Lieder, F., Griffiths, T. L.

The 2nd Multidisciplinary Conference on Reinforcement Learning and Decision Making, 2015 (article)

Abstract
Humans possess a repertoire of decision strategies. This raises the question how we decide how to decide. Behavioral experiments suggest that the answer includes metacognitive reinforcement learning: rewards reinforce not only our behavior but also the cognitive processes that lead to it.
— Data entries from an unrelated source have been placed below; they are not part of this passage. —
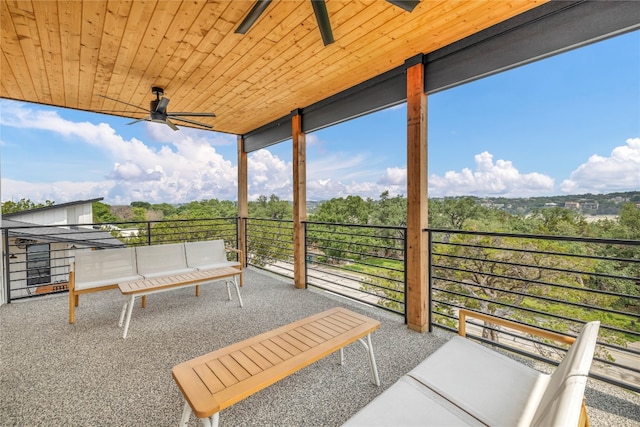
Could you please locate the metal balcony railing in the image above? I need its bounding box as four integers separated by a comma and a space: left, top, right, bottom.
305, 222, 406, 316
426, 229, 640, 391
2, 218, 640, 392
1, 217, 238, 302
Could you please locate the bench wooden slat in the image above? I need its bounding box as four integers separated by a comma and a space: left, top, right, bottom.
242, 346, 274, 370
206, 359, 238, 387
193, 365, 226, 394
251, 343, 284, 365
318, 319, 347, 334
218, 353, 251, 382
296, 326, 331, 344
172, 308, 380, 418
231, 349, 264, 375
289, 328, 325, 347
271, 334, 302, 359
262, 339, 297, 361
304, 323, 338, 340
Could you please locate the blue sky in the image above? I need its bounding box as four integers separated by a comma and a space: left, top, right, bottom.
0, 31, 640, 204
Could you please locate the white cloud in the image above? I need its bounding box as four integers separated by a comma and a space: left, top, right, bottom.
429, 151, 553, 197
0, 103, 237, 204
560, 138, 640, 194
2, 178, 114, 203
247, 149, 293, 200
378, 168, 407, 188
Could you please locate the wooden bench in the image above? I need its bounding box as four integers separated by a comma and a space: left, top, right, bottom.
172, 308, 380, 426
118, 267, 242, 339
344, 310, 600, 427
69, 240, 243, 323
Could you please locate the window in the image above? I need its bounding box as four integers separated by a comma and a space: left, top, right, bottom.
27, 243, 51, 286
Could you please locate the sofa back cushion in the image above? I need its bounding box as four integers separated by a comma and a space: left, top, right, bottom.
532, 321, 600, 427
136, 243, 195, 278
73, 248, 141, 290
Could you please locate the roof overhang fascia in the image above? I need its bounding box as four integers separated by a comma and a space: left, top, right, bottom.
242, 0, 640, 152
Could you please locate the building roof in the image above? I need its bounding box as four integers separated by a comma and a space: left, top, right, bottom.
2, 219, 125, 248
2, 197, 104, 217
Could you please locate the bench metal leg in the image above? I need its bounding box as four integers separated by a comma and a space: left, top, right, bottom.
233, 276, 242, 307
200, 412, 220, 427
358, 334, 380, 386
225, 280, 231, 301
179, 401, 191, 427
122, 295, 136, 339
118, 300, 129, 328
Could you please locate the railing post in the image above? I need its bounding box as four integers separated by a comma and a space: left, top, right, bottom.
2, 228, 11, 304
302, 221, 309, 289
426, 230, 433, 332
402, 227, 408, 325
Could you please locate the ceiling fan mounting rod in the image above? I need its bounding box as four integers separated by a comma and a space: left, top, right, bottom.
151, 86, 164, 99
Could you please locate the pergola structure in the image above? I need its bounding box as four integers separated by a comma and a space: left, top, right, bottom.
0, 0, 640, 331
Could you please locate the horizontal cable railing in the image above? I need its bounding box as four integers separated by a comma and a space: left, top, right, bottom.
1, 217, 238, 302
426, 229, 640, 391
305, 221, 406, 315
245, 218, 293, 278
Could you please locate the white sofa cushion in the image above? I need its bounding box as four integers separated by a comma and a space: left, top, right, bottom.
136, 243, 196, 279
533, 321, 600, 427
407, 336, 549, 426
73, 248, 142, 290
343, 375, 484, 427
184, 240, 240, 270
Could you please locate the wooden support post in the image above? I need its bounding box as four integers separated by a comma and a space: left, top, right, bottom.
405, 57, 430, 332
291, 111, 307, 289
238, 136, 249, 270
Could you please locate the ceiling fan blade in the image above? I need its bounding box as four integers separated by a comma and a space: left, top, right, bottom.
387, 0, 420, 12
164, 119, 178, 130
98, 95, 149, 111
167, 115, 213, 129
167, 113, 216, 117
156, 96, 169, 114
311, 0, 334, 46
235, 0, 271, 34
127, 116, 151, 125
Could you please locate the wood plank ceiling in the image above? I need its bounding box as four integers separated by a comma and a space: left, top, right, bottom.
0, 0, 546, 135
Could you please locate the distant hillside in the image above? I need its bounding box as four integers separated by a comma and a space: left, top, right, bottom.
444, 191, 640, 215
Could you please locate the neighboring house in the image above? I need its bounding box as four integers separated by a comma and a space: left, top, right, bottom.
2, 198, 124, 299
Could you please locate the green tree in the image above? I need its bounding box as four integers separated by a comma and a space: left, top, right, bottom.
92, 202, 121, 224
248, 194, 293, 219
2, 198, 55, 214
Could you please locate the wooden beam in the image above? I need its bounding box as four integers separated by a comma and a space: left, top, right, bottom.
405, 62, 430, 332
238, 136, 249, 267
291, 113, 307, 289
Previous theories of strategy selection, namely SSL and RELACS, assumed that model-free reinforcement learning identifies the cognitive strategy that works best on average across all problems in the environment. Here we explore the alternative: model-based reinforcement learning about how the differential effectiveness of cognitive strategies depends on the features of individual problems. Our theory posits that people learn a predictive model of each strategy’s accuracy and execution time and choose strategies according to their predicted speed-accuracy tradeoff for the problem to be solved. We evaluate our theory against previous accounts by fitting published data on multi-attribute decision making, conducting a novel experiment, and demonstrating that our theory can account for people’s adaptive flexibility in risky choice. We find that while SSL and RELACS are sufficient to explain people’s ability to adapt to a homogeneous environment in which all decision problems are of the same type, model-based strategy selection learning can also explain people’s ability to adapt to heterogeneous environments and flexibly switch to a different decision-strategy when the situation changes.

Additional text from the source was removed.